Making Mozzarella Cheese

For making mozzarella cheese, you will need a thermophilic culture, as well as rennet (the inner lining of the calf's stomach): both of these products can be purchased at cheese making supply stores, or online. 

In addition, be sure to use a non-iodized salt, such as Kosher salt or sea salt, for the brine for the cheese (if you choose to make the brine.)  The other ingredients and equipment required will be found in your home.

making mozzarella cheese

Homemade Mozarella

Mozzarella cheese is a firm, unripened cheese that originated from Italy. 

It has a very delicate and mild flavour, and some would argue that its texture is almost plastic-like. Nevertheless, mozzarella has wonderful shredding and melting properties, and for those reasons, it is used extensively in snacks, on pizza, in lasagna, and in many other casseroles. 

Mozzarella is primarily made from whole cow's milk nowadays, but long ago, it was made mostly from bufala, the milk from the female water buffalo. Because milk from the water buffalo is very rare (not to mention, very expensive), cow's milk has become the chosen, less expensive, alternative dairy product for making mozzarella cheese.

Making Mozzarella Cheese


  • 1 gallon pasteurized cow's milk
  • 1 gallon pasteurized goat's milk (some people prefer only cow's milk, which is just fine (just double the amount required)
  • 1 packet of direct set thermophilic culture
  • 1/2 teaspoon liquid rennet
  • 1/2 cup room temperature water (to dissolve rennet)
  • Kosher salt (for brine)


  • large stainless steel pot or Dutch oven, with lid
  • thermometer
  • long knife
  • new, clean rubber gloves
  • colander
  • large bowl
  • large jar for brine and cheese (if desired)


Sterilize all equipment.

Heat milk, in large pot or oven, to 90o F, using medium-low heat.  Stir frequently to distribute heat.

After milk reaches 90o F, add culture; stir well to combine.

Cover milk and allow to ferment, undisturbed, for approximately 45 minutes

After 45 minutes, check temperature of milk (it should still be at 85 - 900 F); stir well.

Slowly stir in rennet, using an up-and-down motion to distribute rennet evenly throughout the milk.

Allow milk to sit again; this time, for 60 - 90 minutes.
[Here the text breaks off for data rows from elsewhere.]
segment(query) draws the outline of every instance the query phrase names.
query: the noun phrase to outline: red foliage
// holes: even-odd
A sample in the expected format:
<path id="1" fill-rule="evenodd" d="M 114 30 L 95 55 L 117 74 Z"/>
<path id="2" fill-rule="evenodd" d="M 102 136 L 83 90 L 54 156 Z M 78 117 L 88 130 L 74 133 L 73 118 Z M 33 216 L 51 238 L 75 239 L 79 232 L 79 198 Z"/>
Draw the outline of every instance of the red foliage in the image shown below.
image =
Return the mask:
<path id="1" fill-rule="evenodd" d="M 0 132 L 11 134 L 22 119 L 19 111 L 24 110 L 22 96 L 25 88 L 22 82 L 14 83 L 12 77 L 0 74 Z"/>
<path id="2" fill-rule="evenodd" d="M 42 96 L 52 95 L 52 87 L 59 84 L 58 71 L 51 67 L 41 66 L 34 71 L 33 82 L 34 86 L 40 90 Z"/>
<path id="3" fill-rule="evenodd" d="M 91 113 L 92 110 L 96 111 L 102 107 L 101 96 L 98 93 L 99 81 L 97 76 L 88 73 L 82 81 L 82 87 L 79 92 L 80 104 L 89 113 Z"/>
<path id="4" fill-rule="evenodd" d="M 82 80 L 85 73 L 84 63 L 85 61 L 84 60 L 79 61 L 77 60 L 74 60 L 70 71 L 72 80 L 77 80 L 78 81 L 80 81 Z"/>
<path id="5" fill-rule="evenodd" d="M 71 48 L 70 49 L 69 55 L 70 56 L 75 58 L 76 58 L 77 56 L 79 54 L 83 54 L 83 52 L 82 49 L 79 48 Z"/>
You should see the curds starting to separate from the whey. They whey should look slightly yellowish in colour and should be floating on top of the curd.

Now take the knife and cut the curds into 1/2-inch cubes.

Let sit, without stirring, for 20 minutes.

During the next 30 minutes, slowly reheat the curds to 100o F; stir frequently. When you stir, the curds will shrink in size.

Check temperature. At 100o F, turn off heat.  Let curds sit for approximately 5 minutes.

Drain the whey from the curds, using the colander.

Fill sink with water (temperature:  110 - 120o F); place pot into sink. Let pot sit in sink for up to 3 hours.

At 30-minute intervals, and using clean hands, press whey from curds.

To get your balls of mozzarella, cut the curds into 4 equal pieces.

Put on rubber gloves.

Heat water to 180o F. Pour over the mozzarella ball, working it (almost kneading it) until it is shiny and smooth. Once cheese is "stretchy," form it into a ball and put into a bowl of cold ice water for 5 minutes to firm it up.

Optional Steps:

Combine 16 ounces of Kosher salt with 1 gallon of water to make brine.

Leave mozzarella balls in the brine for approximately 2 hours; remove and pat dry. Refrigerate.